Don’t drown

Danny and the Deep Blue Sea

Poor, pitiful and waitin’ for the Double E.

Poor, pitiful and waitin’ for the Double E.

Wilkerson Theatre (formerly The California Stage)

1723 25th St.
Sacramento, CA 95816

(916) 451-5822

Rated 4.0

There’s nothing like a damaged person to do some serious damage, whether that’s to the barroom or to one’s heart. But what if a pair of damaged people—seriously damaged, in that drink-too-much-hate-myself-and-have-sex-with-strangers way—decide they want something different?

That’s the question at the heart of John Patrick Shanley’s Danny and the Deep Blue Sea, a play that finds Danny (Shane Edward Turner) and Roberta (Kara Ow) meeting in a dive bar, and letting things go from there.

Neither of them is hiding how wounded they are; both make a frequent refrain of the words, “I’m crazy.” But they’re not crazy, it quickly becomes apparent. They’re just at the end of a string of bad decisions that have left them hurt and lonely enough to do crazy things.

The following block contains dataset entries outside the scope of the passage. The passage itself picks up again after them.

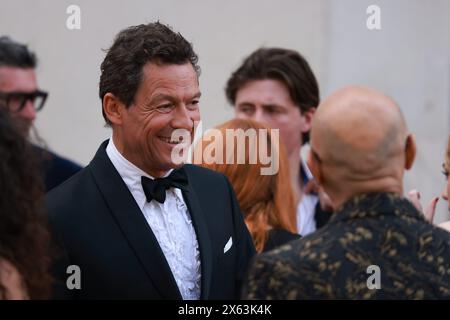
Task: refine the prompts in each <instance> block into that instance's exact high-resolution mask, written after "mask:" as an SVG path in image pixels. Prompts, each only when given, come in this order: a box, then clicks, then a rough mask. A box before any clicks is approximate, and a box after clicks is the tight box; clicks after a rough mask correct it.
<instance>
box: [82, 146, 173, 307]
mask: <svg viewBox="0 0 450 320" xmlns="http://www.w3.org/2000/svg"><path fill="white" fill-rule="evenodd" d="M107 144H108V141H105V142H104V143H102V145H101V146H100V148H99V150H98V151H97V154H96V155H95V157H94V159H93V160H92V162H91V163H90V164H89V167H90V169H91V172H92V175H93V177H94V180H95V182H96V183H97V185H98V188H99V189H100V191H101V192H102V194H103V196H104V199H105V201H106V203H107V205H108V207H109V208H110V210H111V214H112V215H113V217H114V218H115V220H116V221H117V223H118V225H119V226H120V229H121V230H122V232H123V234H124V236H125V238H126V239H127V240H128V242H129V244H130V246H131V248H132V249H133V250H134V252H135V254H136V256H137V258H138V260H139V261H140V262H141V263H142V265H143V266H144V268H145V270H146V272H147V274H148V276H149V277H150V279H151V281H152V283H153V284H154V286H155V288H156V289H157V290H158V291H159V292H160V294H161V296H162V297H163V298H164V299H181V294H180V292H179V290H178V286H177V284H176V282H175V279H174V277H173V275H172V272H171V270H170V267H169V265H168V263H167V260H166V258H165V257H164V254H163V252H162V250H161V248H160V246H159V244H158V241H157V239H156V237H155V235H154V234H153V231H152V229H151V228H150V227H149V225H148V223H147V221H146V220H145V217H144V215H143V214H142V212H141V210H140V209H139V206H138V205H137V203H136V201H135V200H134V198H133V196H132V194H131V193H130V191H129V190H128V188H127V186H126V184H125V183H124V182H123V180H122V178H121V177H120V175H119V173H118V172H117V170H116V169H115V168H114V165H113V164H112V162H111V161H110V160H109V157H108V155H107V154H106V146H107ZM128 272H132V270H128Z"/></svg>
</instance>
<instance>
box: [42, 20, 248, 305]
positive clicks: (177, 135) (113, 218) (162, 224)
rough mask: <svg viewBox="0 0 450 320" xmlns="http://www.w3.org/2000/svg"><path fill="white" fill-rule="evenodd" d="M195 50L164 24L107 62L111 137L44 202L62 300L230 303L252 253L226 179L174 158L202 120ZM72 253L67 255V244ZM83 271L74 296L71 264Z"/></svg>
mask: <svg viewBox="0 0 450 320" xmlns="http://www.w3.org/2000/svg"><path fill="white" fill-rule="evenodd" d="M198 75H199V67H198V66H197V55H196V54H195V53H194V51H193V49H192V46H191V44H190V43H189V42H187V41H186V40H185V39H184V38H183V37H182V36H181V35H180V34H179V33H174V32H173V31H172V30H171V29H170V28H168V27H167V26H165V25H163V24H160V23H151V24H148V25H139V26H135V27H130V28H128V29H126V30H123V31H122V32H120V33H119V34H118V36H117V37H116V39H115V41H114V43H113V45H112V47H111V48H110V49H109V51H108V53H107V55H106V57H105V59H104V61H103V63H102V65H101V77H100V98H101V100H102V106H103V108H102V112H103V116H104V118H105V121H106V123H107V124H108V125H110V126H111V127H112V131H113V133H112V139H109V140H107V141H105V142H103V143H102V145H101V146H100V148H99V150H98V151H97V154H96V155H95V157H94V159H93V160H92V161H91V163H90V164H89V165H88V166H87V167H86V168H85V169H84V170H82V171H81V172H80V173H79V174H77V175H75V176H74V177H73V178H72V179H70V180H69V181H68V182H67V183H65V184H63V185H62V186H61V187H59V188H57V189H56V190H54V191H53V192H51V193H50V194H49V195H48V197H47V204H48V209H49V212H50V220H51V224H52V228H53V230H54V233H55V237H56V238H57V239H59V245H60V248H61V252H62V253H63V258H61V259H59V261H58V262H57V264H56V265H55V270H56V273H55V276H56V278H57V279H59V280H60V282H59V286H57V287H56V289H57V291H56V294H55V297H56V298H79V299H188V300H195V299H233V298H237V297H238V296H239V290H240V283H241V279H242V277H243V274H244V273H245V271H246V267H247V264H248V261H249V259H250V258H251V256H252V255H253V253H254V247H253V244H252V240H251V238H250V235H249V233H248V230H247V228H246V226H245V224H244V222H243V217H242V213H241V212H240V209H239V206H238V204H237V201H236V198H235V195H234V193H233V191H232V188H231V187H230V184H229V183H228V181H227V179H226V178H225V177H224V176H222V175H220V174H217V173H215V172H213V171H209V170H206V169H203V168H200V167H196V166H193V165H183V164H178V163H176V162H175V161H174V160H173V157H172V155H173V153H174V150H175V148H176V147H180V144H184V147H186V146H188V141H186V140H184V139H183V140H180V139H177V138H175V137H176V136H179V133H180V131H181V132H184V133H185V134H184V136H185V137H186V136H189V135H190V137H191V140H192V138H193V134H194V129H195V125H196V122H197V121H199V120H200V111H199V98H200V90H199V83H198ZM63 248H64V249H63ZM69 265H77V266H79V267H80V270H81V274H80V276H81V289H79V290H73V291H70V290H69V289H68V288H67V287H66V286H65V285H66V278H67V276H68V275H67V274H66V268H67V267H68V266H69Z"/></svg>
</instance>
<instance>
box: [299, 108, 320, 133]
mask: <svg viewBox="0 0 450 320" xmlns="http://www.w3.org/2000/svg"><path fill="white" fill-rule="evenodd" d="M315 112H316V108H310V109H309V110H308V111H301V113H302V115H301V117H302V123H301V125H300V131H301V132H302V133H305V132H308V131H309V130H311V124H312V119H313V117H314V113H315Z"/></svg>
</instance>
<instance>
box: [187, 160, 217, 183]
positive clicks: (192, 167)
mask: <svg viewBox="0 0 450 320" xmlns="http://www.w3.org/2000/svg"><path fill="white" fill-rule="evenodd" d="M184 169H185V170H186V173H187V174H188V175H189V176H191V177H194V178H195V179H197V178H200V179H205V180H216V181H222V182H223V180H224V178H225V179H226V177H225V175H224V174H222V173H220V172H217V171H214V170H211V169H208V168H204V167H200V166H197V165H193V164H186V165H184Z"/></svg>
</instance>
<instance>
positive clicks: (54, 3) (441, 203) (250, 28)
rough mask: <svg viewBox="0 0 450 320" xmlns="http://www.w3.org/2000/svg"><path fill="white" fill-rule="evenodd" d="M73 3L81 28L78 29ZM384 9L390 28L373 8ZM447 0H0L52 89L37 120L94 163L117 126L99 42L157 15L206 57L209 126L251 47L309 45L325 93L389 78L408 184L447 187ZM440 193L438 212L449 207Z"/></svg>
mask: <svg viewBox="0 0 450 320" xmlns="http://www.w3.org/2000/svg"><path fill="white" fill-rule="evenodd" d="M70 5H77V6H79V8H80V10H81V29H80V30H70V29H68V28H67V26H66V20H67V19H68V17H69V16H70V14H68V13H66V10H67V8H68V7H69V6H70ZM370 5H377V6H378V7H379V8H380V9H381V12H380V13H381V15H380V17H381V30H369V29H368V28H367V26H366V21H367V18H368V17H369V16H370V14H368V13H366V9H367V7H368V6H370ZM449 16H450V1H447V0H433V1H425V0H378V1H375V0H373V1H366V0H279V1H275V0H240V1H237V0H230V1H219V0H190V1H181V0H164V1H161V0H160V1H156V0H129V1H126V2H125V1H119V0H71V1H68V0H36V1H32V0H14V1H12V0H1V3H0V34H2V35H9V36H11V37H12V38H14V39H15V40H18V41H21V42H25V43H28V44H29V45H30V47H31V48H32V49H33V50H34V51H36V53H37V55H38V57H39V61H40V63H39V68H38V81H39V85H40V87H41V88H42V89H45V90H48V91H50V96H49V100H48V102H47V104H46V106H45V108H44V110H42V111H41V113H40V114H39V115H38V120H37V121H36V128H37V130H38V132H39V134H40V135H41V136H42V137H43V138H44V139H45V141H46V142H47V144H48V145H49V147H50V148H51V149H52V150H54V151H56V152H57V153H60V154H61V155H64V156H67V157H69V158H71V159H73V160H76V161H78V162H80V163H82V164H84V165H86V164H88V163H89V161H90V159H91V158H92V156H93V154H94V153H95V151H96V150H97V148H98V145H99V144H100V142H101V141H103V140H104V139H106V138H108V137H109V136H110V134H111V132H110V130H109V129H107V128H105V127H104V122H103V118H102V115H101V103H100V100H99V98H98V81H99V76H100V63H101V61H102V60H103V57H104V51H102V49H106V48H108V47H109V46H110V45H111V43H112V41H113V38H114V36H115V35H116V34H117V32H118V31H120V30H121V29H123V28H125V27H128V26H130V25H136V24H141V23H147V22H152V21H155V20H160V21H162V22H164V23H167V24H169V25H171V26H172V27H173V28H174V30H176V31H180V32H181V33H182V34H183V35H184V36H185V37H186V38H187V39H188V40H189V41H191V42H193V44H194V48H195V50H196V51H197V53H198V54H199V57H200V66H201V68H202V75H201V78H200V84H201V89H202V93H203V95H202V101H201V112H202V119H203V128H204V129H205V128H209V127H211V126H214V125H216V124H218V123H220V122H223V121H225V120H227V119H229V118H231V117H232V115H233V112H232V108H231V107H230V106H229V105H228V104H227V102H226V100H225V97H224V90H223V89H224V86H225V83H226V81H227V79H228V77H229V75H230V73H231V71H232V70H234V69H235V68H236V67H237V66H238V65H239V64H240V63H241V61H242V59H243V58H244V57H245V56H246V55H248V54H249V53H250V52H252V51H253V50H255V49H257V48H258V47H261V46H281V47H288V48H292V49H296V50H298V51H300V52H301V53H302V54H303V55H304V56H305V57H306V59H307V60H308V61H309V62H310V64H311V66H312V68H313V70H314V72H315V74H316V76H317V78H318V80H319V84H320V87H321V96H322V98H324V97H326V96H327V95H328V94H330V93H331V92H333V91H335V90H336V89H338V88H340V87H342V86H345V85H348V84H363V85H367V86H371V87H374V88H376V89H378V90H381V91H383V92H385V93H387V94H389V95H390V96H392V97H393V98H394V99H395V100H396V101H398V103H399V104H400V106H401V108H402V110H403V112H404V114H405V116H406V119H407V122H408V124H409V128H410V130H411V131H412V132H413V133H415V135H416V138H417V142H418V157H417V161H416V164H415V166H414V168H413V170H412V171H410V172H409V173H408V174H407V176H406V181H405V182H406V189H411V188H418V189H419V190H420V191H421V192H422V198H423V199H426V200H429V199H431V198H432V197H433V196H436V195H438V194H440V192H441V190H442V187H443V184H444V178H443V175H442V174H441V163H442V161H443V157H444V149H445V145H446V139H447V137H448V134H449V131H450V130H449V127H450V111H449V110H450V108H449V102H450V101H449V99H450V45H449V43H450V22H449V19H448V17H449ZM447 215H448V212H447V210H446V204H444V203H440V204H438V214H437V217H436V220H437V221H438V222H439V221H442V220H444V219H447V218H448V217H447Z"/></svg>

Turner and Ow have great chemistry, which is crucial to making this play work. They also do a fairly good job with their “Noo Yawk” working-class accents, and are to be commended for keeping their characters from seeming like just another pair of good kids in bad circumstances. Instead, Ow and Turner let flashes of vulnerability through, but make it clear just how dangerously unhappy these people are—they’re anti-social, but not outright sociopaths. They seesaw between despair and hope, played out with the necessary trace of cynicism and veneer of wistful longing, which makes Danny and Roberta frightening, but not completely unlikeable.

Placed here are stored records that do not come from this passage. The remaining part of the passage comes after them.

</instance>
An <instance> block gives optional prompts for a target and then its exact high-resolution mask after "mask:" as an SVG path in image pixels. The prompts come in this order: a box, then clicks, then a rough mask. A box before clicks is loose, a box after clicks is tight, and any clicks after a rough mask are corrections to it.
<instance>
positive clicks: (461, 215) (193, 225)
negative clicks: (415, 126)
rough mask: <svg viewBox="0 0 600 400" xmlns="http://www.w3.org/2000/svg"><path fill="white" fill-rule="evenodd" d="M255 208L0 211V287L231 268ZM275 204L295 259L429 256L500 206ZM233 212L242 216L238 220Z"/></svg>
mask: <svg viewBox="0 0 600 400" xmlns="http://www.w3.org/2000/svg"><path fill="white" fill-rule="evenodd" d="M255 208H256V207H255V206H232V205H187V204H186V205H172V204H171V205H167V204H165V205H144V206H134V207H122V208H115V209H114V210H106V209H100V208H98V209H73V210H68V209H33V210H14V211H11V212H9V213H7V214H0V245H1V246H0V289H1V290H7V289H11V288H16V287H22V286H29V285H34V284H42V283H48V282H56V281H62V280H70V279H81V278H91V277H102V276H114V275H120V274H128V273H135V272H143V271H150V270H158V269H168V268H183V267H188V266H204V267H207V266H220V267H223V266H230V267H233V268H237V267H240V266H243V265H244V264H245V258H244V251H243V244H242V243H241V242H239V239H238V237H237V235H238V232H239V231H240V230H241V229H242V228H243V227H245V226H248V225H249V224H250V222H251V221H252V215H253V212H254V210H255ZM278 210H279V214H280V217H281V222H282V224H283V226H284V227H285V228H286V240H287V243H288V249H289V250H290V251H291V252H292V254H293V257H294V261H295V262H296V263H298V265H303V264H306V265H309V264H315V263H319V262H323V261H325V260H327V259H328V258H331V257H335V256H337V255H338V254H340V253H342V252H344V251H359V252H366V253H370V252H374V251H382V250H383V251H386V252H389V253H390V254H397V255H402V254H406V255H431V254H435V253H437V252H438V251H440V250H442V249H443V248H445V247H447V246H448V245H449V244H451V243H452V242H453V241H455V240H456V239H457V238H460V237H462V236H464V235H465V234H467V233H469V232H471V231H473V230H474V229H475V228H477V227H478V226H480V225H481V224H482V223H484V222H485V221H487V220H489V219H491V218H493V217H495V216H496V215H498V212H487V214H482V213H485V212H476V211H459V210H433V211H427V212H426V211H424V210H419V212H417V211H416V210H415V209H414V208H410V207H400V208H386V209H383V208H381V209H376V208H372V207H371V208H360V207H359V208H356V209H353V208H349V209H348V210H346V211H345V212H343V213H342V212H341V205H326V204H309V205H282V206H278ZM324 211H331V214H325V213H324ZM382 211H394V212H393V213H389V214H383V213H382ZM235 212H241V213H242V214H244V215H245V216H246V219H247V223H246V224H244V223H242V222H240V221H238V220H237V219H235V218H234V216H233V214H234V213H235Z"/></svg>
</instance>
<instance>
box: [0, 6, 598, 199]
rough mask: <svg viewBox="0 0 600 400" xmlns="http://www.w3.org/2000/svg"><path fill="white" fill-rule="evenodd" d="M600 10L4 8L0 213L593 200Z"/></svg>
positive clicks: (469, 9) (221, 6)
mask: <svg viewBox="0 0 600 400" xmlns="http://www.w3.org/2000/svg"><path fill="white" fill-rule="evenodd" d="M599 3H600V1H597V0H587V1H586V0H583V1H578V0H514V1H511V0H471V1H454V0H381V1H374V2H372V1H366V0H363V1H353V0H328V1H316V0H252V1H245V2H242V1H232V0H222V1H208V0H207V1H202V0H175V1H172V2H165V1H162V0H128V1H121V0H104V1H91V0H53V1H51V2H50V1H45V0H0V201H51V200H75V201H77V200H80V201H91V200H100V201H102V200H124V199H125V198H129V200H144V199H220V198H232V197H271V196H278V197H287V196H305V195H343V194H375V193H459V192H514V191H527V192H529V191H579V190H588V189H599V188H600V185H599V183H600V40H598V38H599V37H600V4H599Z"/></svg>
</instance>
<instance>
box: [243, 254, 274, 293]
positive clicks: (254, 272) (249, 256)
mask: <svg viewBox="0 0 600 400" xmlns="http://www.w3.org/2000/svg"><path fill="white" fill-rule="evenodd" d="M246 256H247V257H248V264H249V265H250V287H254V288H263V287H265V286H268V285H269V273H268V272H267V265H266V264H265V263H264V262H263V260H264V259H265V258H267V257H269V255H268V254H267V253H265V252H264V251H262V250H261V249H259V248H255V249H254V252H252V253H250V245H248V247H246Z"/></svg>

Directed by Brian Rife—who has earned rave reviews as an actor in both community and professional productions locally—Danny and the Deep Blue Sea also benefits from a very well-designed, functional set, courtesy of Ow, Rife, and Steven Adkins.

This dark drama is quite a departure from Uh, Yup Productions’ last show, The Love of Three Oranges, a commedia dell’arte play staged last December. Keep this troupe on your radar. They’re small but interesting.